QuoVadisNation
keeping your angel alive
So I took it upon myself to read the Manifesto of the Communist Party. After reading through section II, I thought that it was implied that culture, basically, was a product of the Bougeoisie's interests. Is this correct?
And if so, I find that this is a very disturbing aspect of communism. Leaving behind culture and customs?
That's correct. Ideally, Marx and Engels, the writers of the Communist Manifesto, believed that current culture (and rules and nationalism) is simply an extension of something that's in the most interest of the ruling classes. Whether explicitly or unexplicitly, the intention of updating culture or rules will always be in the interest of the ruling class - and to bolster their material or spiritual wealth or to avoid material loss. It is, at its least according to Marx, a tool for holding the status quo. Marx also said nationalism was this as well and that nationalism would die out as the bourgeois culture did. That's where he probably got it wrong.

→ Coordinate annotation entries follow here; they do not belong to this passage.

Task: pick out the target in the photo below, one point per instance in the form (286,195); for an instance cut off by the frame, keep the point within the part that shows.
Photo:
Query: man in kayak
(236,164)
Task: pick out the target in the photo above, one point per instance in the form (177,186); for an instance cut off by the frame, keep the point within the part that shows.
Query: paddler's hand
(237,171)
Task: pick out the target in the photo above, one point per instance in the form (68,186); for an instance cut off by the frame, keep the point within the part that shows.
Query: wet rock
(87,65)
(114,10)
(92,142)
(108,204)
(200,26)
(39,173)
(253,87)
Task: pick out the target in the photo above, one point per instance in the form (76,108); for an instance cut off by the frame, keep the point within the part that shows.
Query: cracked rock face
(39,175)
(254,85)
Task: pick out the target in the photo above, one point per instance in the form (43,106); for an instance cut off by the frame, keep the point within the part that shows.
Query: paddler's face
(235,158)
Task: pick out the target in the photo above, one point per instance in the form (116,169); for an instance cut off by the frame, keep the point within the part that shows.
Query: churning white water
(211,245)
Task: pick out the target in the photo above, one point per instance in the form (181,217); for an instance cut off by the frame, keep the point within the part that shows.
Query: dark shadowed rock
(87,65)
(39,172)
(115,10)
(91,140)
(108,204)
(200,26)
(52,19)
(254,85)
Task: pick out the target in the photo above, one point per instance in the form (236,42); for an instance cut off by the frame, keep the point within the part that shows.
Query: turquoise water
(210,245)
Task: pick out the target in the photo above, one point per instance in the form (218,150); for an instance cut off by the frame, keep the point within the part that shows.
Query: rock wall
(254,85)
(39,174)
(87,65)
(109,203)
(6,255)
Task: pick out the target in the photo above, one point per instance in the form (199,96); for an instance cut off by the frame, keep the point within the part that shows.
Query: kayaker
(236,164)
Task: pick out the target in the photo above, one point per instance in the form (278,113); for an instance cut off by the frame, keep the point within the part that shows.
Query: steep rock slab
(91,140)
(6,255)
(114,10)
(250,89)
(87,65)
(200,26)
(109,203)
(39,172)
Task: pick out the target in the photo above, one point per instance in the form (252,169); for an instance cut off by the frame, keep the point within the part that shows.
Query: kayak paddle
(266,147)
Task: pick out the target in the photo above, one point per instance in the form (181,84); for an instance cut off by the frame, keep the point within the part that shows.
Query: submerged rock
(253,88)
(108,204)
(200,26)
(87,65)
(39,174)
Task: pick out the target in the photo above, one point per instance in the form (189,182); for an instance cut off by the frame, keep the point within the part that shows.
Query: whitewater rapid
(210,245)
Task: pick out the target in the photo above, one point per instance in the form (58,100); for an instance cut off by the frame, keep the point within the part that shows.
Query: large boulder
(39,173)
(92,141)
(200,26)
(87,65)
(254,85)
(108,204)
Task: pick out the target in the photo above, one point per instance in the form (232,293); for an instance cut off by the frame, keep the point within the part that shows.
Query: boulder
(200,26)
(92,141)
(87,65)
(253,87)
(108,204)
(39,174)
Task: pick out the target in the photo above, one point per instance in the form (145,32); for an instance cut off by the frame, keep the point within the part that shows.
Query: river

Anyone with three euros in their head knows that this is oversimplified. Culture ain't always about direction to the common or spiritual market. Sometimes people do things because they were born that way. But many historians have argued Marx purposely oversimplified his view on cultures and everything to get a point across. or maybe he didn't.
The point is.. don't read this book and assume you now know everything. There's roughly 200 years of material out there that discusses this premise to ultimate nasuem.